# Deck Restoration-deck staining in Duplin County



## straight_lines (Oct 17, 2007)

Our first deck of this year, and it was in really bad shape when we started. Added 1x pressure treated to box in underneath for storage. Replaced the 1x skirt boards with pvc that were rotted. Builder allowed someone to use shelving boards. :no:

Cleaned brightned, and sanded. We then applied two coats solid stain to the handrails. One coat AC stain to the decking and 1x underneath. Clients were very happy with the results. 
































































Full album link here. 
https://picasaweb.google.com/100665853965833600607/DeckRestorationContractorsInDuplinCounty#


----------



## South-FL-Painter (Jan 17, 2012)

straight_lines said:


> Our first deck of this year, and it was in really bad shape when we started. Added 1x pressure treated to box in underneath for storage. Replaced the 1x skirt boards with pvc that were rotted. Builder allowed someone to use shelving boards. :no:
> 
> Cleaned brightned, and sanded. We then applied two coats solid stain to the handrails. One coat AC stain to the decking and 1x underneath. Clients were very happy with the results.
> 
> ...


Looks good man!


----------



## mattvpaint (Jan 30, 2013)

Straightline good looking deck I have a few signed up here in Wisconsin but won't be starting for awaile we got snow again today and there calling for more tonight and 2moro it sucks!


----------



## Epoxy Pro (Oct 7, 2012)

Looks good. I can't wait for the warmer weather to hit.


----------



## ReNt A PaInTeR (Dec 28, 2008)

Looks good Tommy!! I haven't done a deck with solid stain in a long time.


----------



## straight_lines (Oct 17, 2007)

Thanks we only did solid on the rails.


----------



## ReNt A PaInTeR (Dec 28, 2008)

straight_lines said:


> Thanks we only did solid on the rails.


What products did you use?


----------



## straight_lines (Oct 17, 2007)

Woodscapes and Armstrong Clark.


----------



## doctors11 (May 17, 2010)

Which product from Armstrong Clark is that?


----------



## straight_lines (Oct 17, 2007)

Its their new color Semi-Trans Mahogany. This is our first time using AC stain and I was surprised how easy it is to apply.


----------



## doctors11 (May 17, 2010)

straight_lines said:


> Its their new color Semi-Trans Mahogany. This is our first time using AC stain and I was surprised how easy it is to apply.
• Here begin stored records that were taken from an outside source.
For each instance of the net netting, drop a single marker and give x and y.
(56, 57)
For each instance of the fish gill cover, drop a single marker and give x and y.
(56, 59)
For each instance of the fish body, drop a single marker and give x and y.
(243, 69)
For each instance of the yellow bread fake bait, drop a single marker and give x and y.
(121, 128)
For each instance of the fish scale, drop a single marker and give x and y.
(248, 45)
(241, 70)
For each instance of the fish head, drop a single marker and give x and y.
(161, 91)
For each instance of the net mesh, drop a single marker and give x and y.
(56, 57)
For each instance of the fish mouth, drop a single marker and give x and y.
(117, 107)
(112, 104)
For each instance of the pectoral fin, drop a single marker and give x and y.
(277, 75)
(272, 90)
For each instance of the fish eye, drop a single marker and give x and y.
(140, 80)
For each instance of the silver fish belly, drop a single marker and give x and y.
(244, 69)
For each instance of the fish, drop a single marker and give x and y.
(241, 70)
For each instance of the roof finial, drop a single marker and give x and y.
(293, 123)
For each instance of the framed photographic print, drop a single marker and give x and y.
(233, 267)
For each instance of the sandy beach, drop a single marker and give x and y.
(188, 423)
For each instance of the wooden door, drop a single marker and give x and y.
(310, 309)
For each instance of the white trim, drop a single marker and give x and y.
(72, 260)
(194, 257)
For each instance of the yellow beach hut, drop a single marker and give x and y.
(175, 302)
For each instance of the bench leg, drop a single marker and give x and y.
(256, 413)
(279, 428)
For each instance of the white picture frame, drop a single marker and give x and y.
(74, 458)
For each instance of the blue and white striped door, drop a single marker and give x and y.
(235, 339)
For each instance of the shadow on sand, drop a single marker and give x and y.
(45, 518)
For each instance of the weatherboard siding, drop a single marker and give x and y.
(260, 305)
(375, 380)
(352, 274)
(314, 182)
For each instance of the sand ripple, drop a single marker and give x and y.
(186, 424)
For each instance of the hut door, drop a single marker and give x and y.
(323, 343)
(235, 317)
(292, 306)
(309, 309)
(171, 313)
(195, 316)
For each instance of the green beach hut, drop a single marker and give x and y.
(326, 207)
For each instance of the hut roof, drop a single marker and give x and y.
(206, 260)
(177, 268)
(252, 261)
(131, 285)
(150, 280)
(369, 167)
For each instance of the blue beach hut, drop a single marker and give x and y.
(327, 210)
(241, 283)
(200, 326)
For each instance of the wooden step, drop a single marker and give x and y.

Good to know. I have 11 gallons coming in today, hopefully enough to get me through my first two A/C jobs. I've got a third prepped and waiting for the customer to decide on a color from my sample board. I should start putting down product late next week if the weather holds. I plan on hand brushing everything, then next year after cleaning, I'll try a stain pad for the second applicatioin. Any thoughts?


----------



## straight_lines (Oct 17, 2007)

We brushed everything. I was worried about my guys over applying and feel like a pad would have make it easier to do. 

If your decking is really smooth and you feel comfortable about not over applying I think a pad could really speed up production. Still have to brush between the boards, however for a second coat it should be fine.


----------



## ttd (Sep 30, 2010)

What do you clean with in your prep?


----------



## straight_lines (Oct 17, 2007)

Sodium percarbonate cleaner with some other small goodies mixed in, followed by a brighter.


----------